Trojan receivers will test Irish defense
Mike Gilloon | Friday, October 14, 2005
USC’s 41-10 blowout of Notre Dame last season showed two teams seemingly spiraling in opposite directions.
The Trojans, led by Heisman winning quarterback Matt Leinart, rolled through a porous Irish defense that looked helpless against the USC receivers.
But despite the hiring of head coach Charlie Weis and a 4-1 Irish record, Notre Dame is still surrendering 305.6 yards per game. The Irish feel, though, that they aren’t the same team that faced the Trojans last season. They feel they have a chance.
“[Last year in the second half USC] started passing the ball more, they started spreading us out, and I don’t think we had the correct defensive calls or coverages all the time last year and I think that exploited our weaknesses,” Irish defensive end Chris Frome said. “But obviously this year I think we are a different team on defense. I think we’re a much better team.”
The Irish will need to be better. Leinart is completing 65.1 percent of his passes and leading an offense that scores an average of 51.6 points per game.
According to Irish defensive backs coach/ assistant head coach Bill Lewis, Leinart’s accuracy is what makes him such a threat.
“We’ve studied every play this season,” Lewis said. “There’s one word as you look at the whole package: he’s accurate. He gets the ball out on time, he anticipates and he gets the ball in the right spot.”
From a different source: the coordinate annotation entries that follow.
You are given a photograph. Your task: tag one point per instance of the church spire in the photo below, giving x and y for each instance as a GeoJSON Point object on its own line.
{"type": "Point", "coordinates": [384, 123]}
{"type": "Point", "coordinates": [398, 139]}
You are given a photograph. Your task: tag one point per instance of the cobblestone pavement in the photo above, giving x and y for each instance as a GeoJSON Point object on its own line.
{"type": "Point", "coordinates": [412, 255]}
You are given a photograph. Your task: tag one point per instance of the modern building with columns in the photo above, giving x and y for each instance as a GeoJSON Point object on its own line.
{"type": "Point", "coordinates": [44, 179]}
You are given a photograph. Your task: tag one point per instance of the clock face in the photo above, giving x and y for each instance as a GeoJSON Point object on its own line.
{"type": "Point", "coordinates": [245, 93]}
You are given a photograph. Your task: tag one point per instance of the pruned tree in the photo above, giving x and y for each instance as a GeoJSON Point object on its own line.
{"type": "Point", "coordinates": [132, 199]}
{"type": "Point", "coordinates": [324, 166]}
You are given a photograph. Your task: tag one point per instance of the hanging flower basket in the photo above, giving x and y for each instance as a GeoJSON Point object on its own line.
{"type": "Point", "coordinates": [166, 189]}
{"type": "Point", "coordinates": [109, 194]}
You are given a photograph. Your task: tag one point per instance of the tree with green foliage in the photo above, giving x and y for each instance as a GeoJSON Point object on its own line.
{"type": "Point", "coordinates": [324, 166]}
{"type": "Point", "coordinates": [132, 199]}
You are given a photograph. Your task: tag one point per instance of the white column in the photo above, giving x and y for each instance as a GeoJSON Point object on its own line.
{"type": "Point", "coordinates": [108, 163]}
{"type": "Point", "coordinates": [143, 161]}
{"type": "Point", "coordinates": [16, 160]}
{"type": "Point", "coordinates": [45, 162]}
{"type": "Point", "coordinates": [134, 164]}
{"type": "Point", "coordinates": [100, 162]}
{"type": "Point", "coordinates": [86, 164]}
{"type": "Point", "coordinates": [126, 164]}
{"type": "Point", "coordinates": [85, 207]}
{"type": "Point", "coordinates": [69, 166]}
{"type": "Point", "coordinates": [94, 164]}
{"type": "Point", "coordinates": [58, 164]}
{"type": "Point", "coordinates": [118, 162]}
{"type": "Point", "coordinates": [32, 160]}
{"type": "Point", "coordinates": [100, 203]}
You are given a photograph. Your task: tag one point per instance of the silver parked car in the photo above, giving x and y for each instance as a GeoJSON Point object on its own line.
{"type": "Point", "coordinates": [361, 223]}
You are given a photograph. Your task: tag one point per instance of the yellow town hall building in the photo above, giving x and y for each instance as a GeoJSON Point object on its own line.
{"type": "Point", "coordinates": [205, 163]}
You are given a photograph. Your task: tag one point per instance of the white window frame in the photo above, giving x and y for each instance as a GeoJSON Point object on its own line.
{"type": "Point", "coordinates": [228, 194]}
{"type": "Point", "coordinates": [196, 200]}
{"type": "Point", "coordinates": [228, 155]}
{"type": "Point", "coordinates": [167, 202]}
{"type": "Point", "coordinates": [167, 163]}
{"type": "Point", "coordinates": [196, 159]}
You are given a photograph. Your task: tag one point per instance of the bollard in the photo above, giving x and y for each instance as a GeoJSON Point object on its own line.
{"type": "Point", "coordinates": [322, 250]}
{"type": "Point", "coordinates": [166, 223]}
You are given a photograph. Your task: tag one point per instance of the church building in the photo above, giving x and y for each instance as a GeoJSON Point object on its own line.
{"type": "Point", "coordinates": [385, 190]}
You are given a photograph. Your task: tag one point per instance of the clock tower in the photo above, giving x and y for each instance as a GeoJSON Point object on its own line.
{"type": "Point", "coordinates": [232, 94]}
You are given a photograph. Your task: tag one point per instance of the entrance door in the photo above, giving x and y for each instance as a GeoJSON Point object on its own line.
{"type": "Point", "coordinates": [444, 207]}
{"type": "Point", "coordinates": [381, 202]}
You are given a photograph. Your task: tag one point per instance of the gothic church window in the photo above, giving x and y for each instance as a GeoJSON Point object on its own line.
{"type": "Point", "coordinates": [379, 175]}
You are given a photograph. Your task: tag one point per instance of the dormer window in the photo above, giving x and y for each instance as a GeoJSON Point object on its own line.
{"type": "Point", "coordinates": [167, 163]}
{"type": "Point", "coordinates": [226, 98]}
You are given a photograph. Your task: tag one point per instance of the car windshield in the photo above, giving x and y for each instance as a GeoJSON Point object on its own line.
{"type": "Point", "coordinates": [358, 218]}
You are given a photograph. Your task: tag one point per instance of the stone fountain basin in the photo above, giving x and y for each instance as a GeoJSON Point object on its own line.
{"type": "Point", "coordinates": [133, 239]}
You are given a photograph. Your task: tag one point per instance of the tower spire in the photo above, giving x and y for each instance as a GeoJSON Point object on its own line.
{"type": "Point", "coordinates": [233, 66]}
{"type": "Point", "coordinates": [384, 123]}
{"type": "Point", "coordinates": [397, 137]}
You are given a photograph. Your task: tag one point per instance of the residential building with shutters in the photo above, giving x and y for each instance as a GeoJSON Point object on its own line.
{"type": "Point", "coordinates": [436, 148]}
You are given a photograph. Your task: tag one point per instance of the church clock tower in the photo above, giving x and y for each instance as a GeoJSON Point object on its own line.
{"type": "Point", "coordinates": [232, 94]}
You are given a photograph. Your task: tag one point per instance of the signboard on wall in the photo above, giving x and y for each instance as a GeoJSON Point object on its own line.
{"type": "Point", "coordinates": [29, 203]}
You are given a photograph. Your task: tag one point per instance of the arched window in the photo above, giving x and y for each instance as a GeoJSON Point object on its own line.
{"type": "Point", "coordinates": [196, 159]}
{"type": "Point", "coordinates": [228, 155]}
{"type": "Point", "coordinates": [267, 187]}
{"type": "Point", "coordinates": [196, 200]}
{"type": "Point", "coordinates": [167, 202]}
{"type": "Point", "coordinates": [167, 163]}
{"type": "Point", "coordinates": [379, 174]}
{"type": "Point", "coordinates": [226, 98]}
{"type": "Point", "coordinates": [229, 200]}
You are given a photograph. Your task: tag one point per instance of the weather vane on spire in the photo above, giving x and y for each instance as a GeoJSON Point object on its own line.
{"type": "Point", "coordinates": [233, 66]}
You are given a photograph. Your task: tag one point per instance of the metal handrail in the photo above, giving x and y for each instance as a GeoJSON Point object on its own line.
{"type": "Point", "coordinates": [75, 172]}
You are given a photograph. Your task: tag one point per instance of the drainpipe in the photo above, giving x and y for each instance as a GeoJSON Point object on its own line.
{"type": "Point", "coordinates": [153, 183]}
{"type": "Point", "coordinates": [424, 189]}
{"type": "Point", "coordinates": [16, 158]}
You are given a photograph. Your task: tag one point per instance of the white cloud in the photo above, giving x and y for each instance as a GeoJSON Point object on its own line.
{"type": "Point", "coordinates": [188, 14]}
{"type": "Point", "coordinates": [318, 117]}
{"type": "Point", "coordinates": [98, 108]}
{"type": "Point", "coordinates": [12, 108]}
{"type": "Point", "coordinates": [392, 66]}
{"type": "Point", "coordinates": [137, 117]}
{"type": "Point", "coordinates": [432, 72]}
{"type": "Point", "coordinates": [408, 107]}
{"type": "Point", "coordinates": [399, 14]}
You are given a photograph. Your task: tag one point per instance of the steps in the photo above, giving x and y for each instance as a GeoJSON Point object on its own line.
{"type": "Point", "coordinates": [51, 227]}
Irish free safety Chinedum Ndukwe, who was on the field last season when USC burned Notre Dame for 405 yards through the air, is certainly wary of Leinart’s and his teammates’ abilities.
“With Michigan we had three guys we were keying on – [wide receiver Steve] Breaston, [quarterback Chad] Henne and [running back Mike] Hart,” Ndukwe said. “But [now] we’ve got six guys that can score at any time, so it’s a little bit different. They’ve got a whole bunch of different options to go to and different angles you have to always make sure you cover.”
Besides running back Reggie Bush, who has 13 receptions this season, USC’s Dwayne Jarrett and Steve Smith are the two most dangerous receivers on the team. Jarrett has 35 grabs and nine touchdowns, while Smith is averaging 21.3 yards per catch.
“It’s not just Bush you have to be aware of,” Ndukwe said. “You got to be aware of … everybody. They’ve got a lot of different players.”
Even fullback David Kirtman is averaging 14.1 yards per catch on 12 receptions. Thirteen different Trojans have caught passes through five games.
The variety of weapons in the Trojans’ arsenal is impressive to Lewis. But he also believes what pushes USC above its competition is its talent plus the coaching it receives.
“When you look at their receivers, they all run well,” Lewis said. “They’re also big, physical people. But the third thing is … they are extremely well coached, and that is very obvious in every game tape that you watch.”